Significance of NIPT over invasive techniques

A major advantage of NIPT over invasive procedures is that it can be performed as early as at 9–10 weeks of gestation. This allows enough time for detailed investigations, if required; fostering informed choice and decision making.

NIPT is a highly sensitive and specific test which can identify trisomy 21, 18 and 13 more accurately than the traditional approaches.
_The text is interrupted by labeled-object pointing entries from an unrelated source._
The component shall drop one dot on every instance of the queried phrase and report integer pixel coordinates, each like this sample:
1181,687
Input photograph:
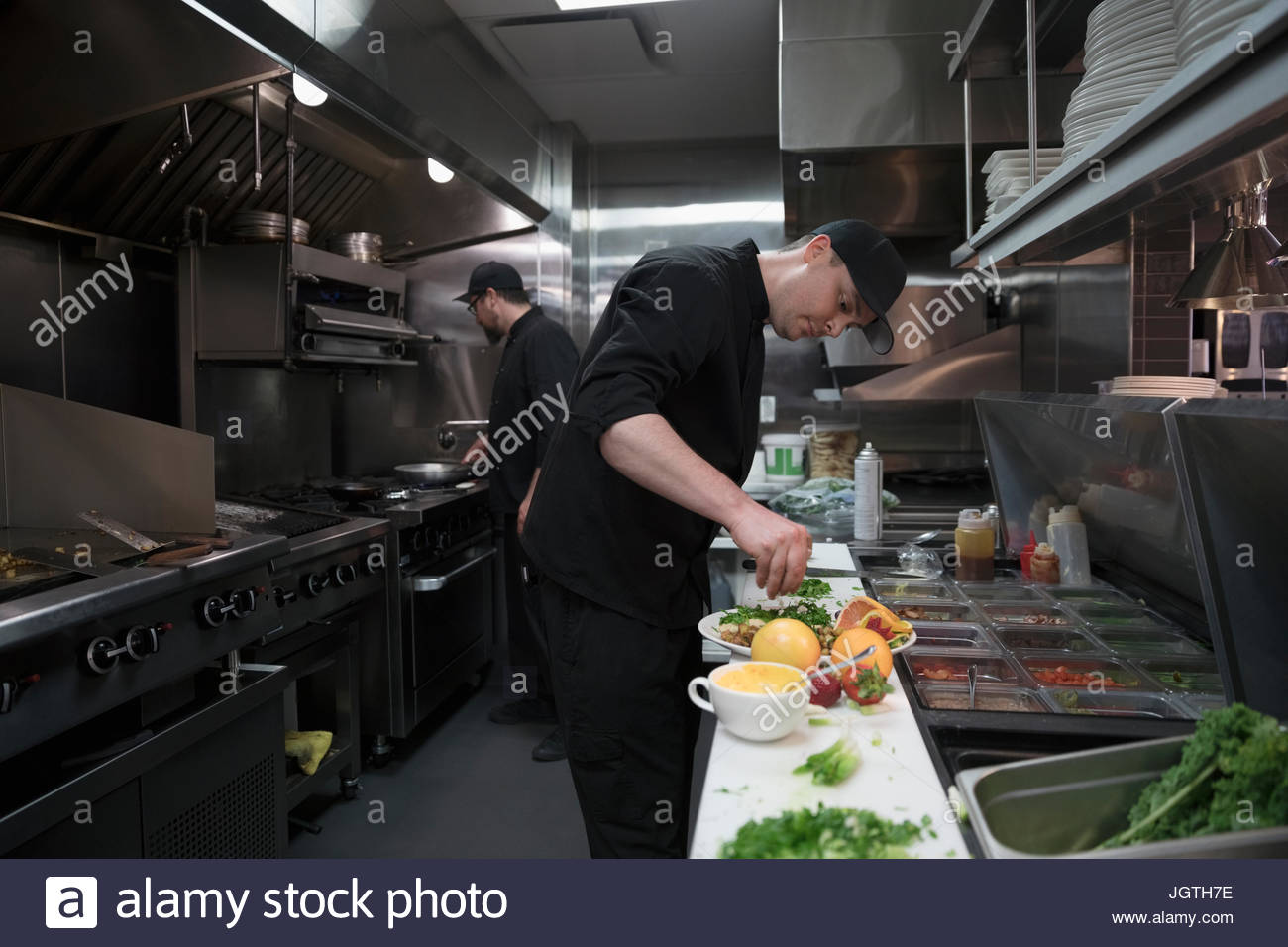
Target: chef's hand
527,501
780,547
It has been observed that NIPT can identify trisomy 21 positive cases with 99% accuracy.

Another huge advantage of NIPT is that it can be performed on a simple maternal peripheral blood draw sample, making it a low-risk, non-invasive technique which can be referred to any pregnant woman without any risk for complications. While, the invasive prenatal tests like Amniocentesis and Chorionic Villus Sampling (CVS) involve detailed procedures which have been associated with increased chances of miscarriages.
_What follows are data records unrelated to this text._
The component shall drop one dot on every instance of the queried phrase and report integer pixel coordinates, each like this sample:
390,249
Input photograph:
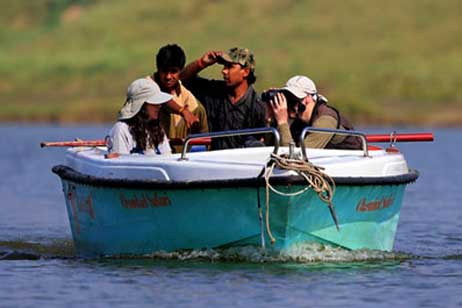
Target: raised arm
193,68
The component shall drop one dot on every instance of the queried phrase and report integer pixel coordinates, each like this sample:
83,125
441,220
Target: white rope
317,180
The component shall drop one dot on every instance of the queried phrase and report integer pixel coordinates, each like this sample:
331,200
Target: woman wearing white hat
138,129
298,105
Although NIPT can’t replace the diagnostic prenatal testing, these advantages have made it an acceptable technique which can be offered as a clinical primary screening test resulting in concurrent fewer invasive tests, preventing 0.5–1% miscarriages associated with Amniocentesis and CVS.

Technologies used in NIPT

Most of the NIPT tests are based on Next Generation Sequencing (NGS). The use of NGS to sequence cfDNA marked the new era for NIPT. It is a fast, robust, accurate and cost-effective technology to perform NIPT.

NGS uses massively parallel sequencing (MPS) to analyze millions to billions of cfDNA strands spanning across the foetal genome simultaneously. One sequencing pool accommodates more than one specimen. Usually 48- 96 specimens are sequenced at once.

There are two approaches to NGS testing as well. First approach is called the whole genome approach where the aneuploidies are detected by sequencing the whole cfDNA in maternal plasma. While, the second approach is called the targeted approach where some selective regions on the chromosome which are required to reliably detect fetal trisomy 21,18,13 and sex chromosome aneuploidies are sequenced in parallel. Much of the extra data which is generated with the whole genome approach remains unused. So the switch to targeted approach significantly reduced the test cost as well as the run time, generating the relevant information which is useful for downstream analysis. Both the approaches have their pros and cons and the debate is on-going.

Another approach called the rolling circle replication technology which involves direct capture and labelling of cfDNA fragments which can then be counted for presence of chromosome 21, 18 and, 13 aneuploidies. This technology is both PCR and NGS free. It doesn’t generate tons of data but rather it is a very precise and accurate approach to target just these commonly found aneuploidies.

Conclusion

NIPT has revolutionized healthcare offered to pregnant women by saving them from the anxiety and inconvenience of undesirable invasive procedures. With advancing technology and cutting edge analysis software, NIPT is striding towards fewer false positive results, accurate aneuploidy detection at low fetal fractions and reduced per specimen cost.

NIPT provides autonomy to parents for making informed choices and decisions. However, it also opens avenue for being misused as a sex determination test, which has led to government interventions to ban direct-to-consumer NIPT offerings and in some cases, disclosure of sex only when sex chromosomal abnormalities are found.

Another topic of ongoing debate is the use & disclosure of the extra genomic information generated during the genome-wide NIPT scans, incidental findings and data storage.

Adequate pre-test counselling and respecting the rights for coming generations can help to overcome some of controversies. However, applications and use will vary across countries and various healthcare systems. In spite of some challenges and differences, the future will see NIPT as a routine standard care practice for pregnant women.